My initial plan was to lay some neutral gray or tan Berber styled indoor / outdoor carpeting for reference. 

Question being, has anyone ever used this stuff as intended or for a layout? Honestly, do you all think it will look cheesy or different in a "bringing the yard to the attic" kinda way? This layout will be operator focused, meaning realism is not the intent, although I'd like a nice presentation to set-off the Pola buildings and such..

Thoughts or ideas??

Thanks all!

Jeff


----------



## ThinkerT (Jan 2, 2008)

Don't know about the Turf Evolutions. On another site, there was a pic of a layout that used an old floor mat to simulate a wheat field, though. 

Your layout looks bigger than 8 x 23. Did you mean 18 x 23? From the pics, it certainly appears to have potential, though you might have some 
'reach' issues.


----------



## Jerry McColgan (Feb 8, 2008)

I have used green outdoor carpeting (don't know which brand or other specifics) from Home Depot for my indoor and outdoor layouts over 15 years now. Generally I just pick the color and thickness that appeals to me and go with it.

Sometimes I refer to my layouts as the Plastic, Plywood and Carpet Railway (Plastic trains running on Plywood covered with green outdoor Carpeting).

While you are going up into your attic my main layout is below my house in the crawl space suspended on 40+ sheets of plywood hung 4' below the ceiling joists and then outdoors etc.











































I first used green outdoor carpeting when I built my O Gauge Layout - after seeing a friend's O gauge layout on regular indoor carpet.

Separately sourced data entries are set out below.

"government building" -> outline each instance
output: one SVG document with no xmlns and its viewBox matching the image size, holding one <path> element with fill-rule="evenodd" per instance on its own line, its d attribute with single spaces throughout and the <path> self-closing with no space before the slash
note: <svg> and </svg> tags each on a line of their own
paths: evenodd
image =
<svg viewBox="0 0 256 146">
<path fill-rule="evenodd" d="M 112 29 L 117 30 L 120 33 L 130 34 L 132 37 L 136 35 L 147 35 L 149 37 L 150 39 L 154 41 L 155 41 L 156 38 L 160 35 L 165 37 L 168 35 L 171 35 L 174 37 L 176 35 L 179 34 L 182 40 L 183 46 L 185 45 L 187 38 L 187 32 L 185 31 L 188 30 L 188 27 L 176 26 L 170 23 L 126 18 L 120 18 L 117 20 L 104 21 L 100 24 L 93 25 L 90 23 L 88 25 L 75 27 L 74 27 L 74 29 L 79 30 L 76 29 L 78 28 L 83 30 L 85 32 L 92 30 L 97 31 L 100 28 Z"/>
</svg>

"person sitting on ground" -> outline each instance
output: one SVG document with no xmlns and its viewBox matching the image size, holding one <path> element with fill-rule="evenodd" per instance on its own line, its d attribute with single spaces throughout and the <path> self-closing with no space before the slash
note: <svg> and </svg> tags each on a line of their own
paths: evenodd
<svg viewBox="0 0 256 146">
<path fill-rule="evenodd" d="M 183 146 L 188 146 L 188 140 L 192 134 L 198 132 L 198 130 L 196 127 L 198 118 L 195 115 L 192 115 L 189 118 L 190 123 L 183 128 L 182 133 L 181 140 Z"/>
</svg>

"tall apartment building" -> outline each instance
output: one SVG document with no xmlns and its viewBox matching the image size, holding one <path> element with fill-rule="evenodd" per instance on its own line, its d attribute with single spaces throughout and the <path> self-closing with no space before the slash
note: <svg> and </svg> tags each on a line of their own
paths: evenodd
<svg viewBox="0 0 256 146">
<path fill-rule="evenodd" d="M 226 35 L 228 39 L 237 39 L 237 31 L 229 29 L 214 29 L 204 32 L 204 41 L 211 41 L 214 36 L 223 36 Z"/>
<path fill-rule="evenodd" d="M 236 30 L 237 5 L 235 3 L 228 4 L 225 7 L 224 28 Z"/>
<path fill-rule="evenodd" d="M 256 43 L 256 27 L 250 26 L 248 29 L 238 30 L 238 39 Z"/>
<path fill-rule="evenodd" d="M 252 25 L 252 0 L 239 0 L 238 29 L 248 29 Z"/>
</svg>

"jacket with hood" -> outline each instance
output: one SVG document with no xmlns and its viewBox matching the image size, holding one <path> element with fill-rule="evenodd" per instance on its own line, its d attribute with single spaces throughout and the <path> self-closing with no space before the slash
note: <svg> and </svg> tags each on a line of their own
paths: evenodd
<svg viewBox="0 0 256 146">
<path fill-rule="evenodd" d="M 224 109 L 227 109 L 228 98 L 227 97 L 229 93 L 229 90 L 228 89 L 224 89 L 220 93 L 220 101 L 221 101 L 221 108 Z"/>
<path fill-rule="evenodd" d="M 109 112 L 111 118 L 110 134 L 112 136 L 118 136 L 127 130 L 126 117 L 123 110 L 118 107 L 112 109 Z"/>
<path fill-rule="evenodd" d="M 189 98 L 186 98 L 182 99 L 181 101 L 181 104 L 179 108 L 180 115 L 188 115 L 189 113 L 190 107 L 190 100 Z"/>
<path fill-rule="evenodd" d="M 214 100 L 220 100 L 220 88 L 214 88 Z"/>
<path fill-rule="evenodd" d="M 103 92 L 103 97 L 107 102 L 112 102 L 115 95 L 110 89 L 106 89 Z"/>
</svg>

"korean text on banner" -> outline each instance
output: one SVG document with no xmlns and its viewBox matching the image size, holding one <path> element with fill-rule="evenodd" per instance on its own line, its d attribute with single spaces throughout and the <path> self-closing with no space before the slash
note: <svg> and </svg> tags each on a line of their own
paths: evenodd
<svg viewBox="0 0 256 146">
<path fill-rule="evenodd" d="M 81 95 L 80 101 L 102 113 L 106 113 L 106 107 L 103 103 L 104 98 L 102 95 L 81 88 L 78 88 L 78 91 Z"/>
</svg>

The carpeting significantly lowers the noise level of the trains running on the tracks which in O Gauge can be quite loud.












Outdoors I have to replace the carpeting every few years but indoors it seems to last forever (over 15 years with no sign of deterioration).

A couple of thoughts about indoor running:

1. you can use dimmers on the lights and simulate running at any time of day or night (building lights really show up nicely).











2. An inexpensive sound system can (in a darkened room) make it sound like you are running a real railroad.

Its all up to you - do whatever you like. Personally I love the green outdoor carpeting.

I have never regretted it for a minute but then I never wanted a "Garden" railroad.

Jerry


----------



## Schroeders (Sep 29, 2009)

Thanks for the tips and pics guys, much appreciated! Yup, it's indeed 8' across!! 

Thanks again, and I'll keep you posted.. 

Jeff


----------



## ThinkerT (Jan 2, 2008)

Yup, it's indeed 8' across!! 


Your talking about the size of the table, not the size of the room? 

Whats the 'other layout' in the bottom corner of the first pic? (I thought it tied into the other line).


----------



## AppleYankee (Jan 3, 2008)

My indoor layout is J shaped, roughly 11 X 28 ft build with Sievers benchwork modules (30 in X 48 in). I finally settled on *Woodland Scenic Mats *as my "ground cover". The addition of *"O"* scale cork roadbed under my LGB track added a nice contrast to the layout.

















Jan 


@import url(http://www.mylargescale.com/Provide...ad.ashx?type=style&file=SyntaxHighlighter.css);@import url(/providers/htmleditorproviders/cehtmleditorprovider/dnngeneral.css);


----------



## Schroeders (Sep 29, 2009)

The other layout is an HO 9x5 modular (unfinished), and at the far end (the "L") is a tinplate layout. The G portion is just 8' wide by 23' long. As for reach issues, I have one of those long extending foot stools that allows to reach pretty far over. The table height is approx 51" (I'm 6' 4"), which adds to the issue a bit, but it works purdy darn good.. The room is about 700' sq ft total..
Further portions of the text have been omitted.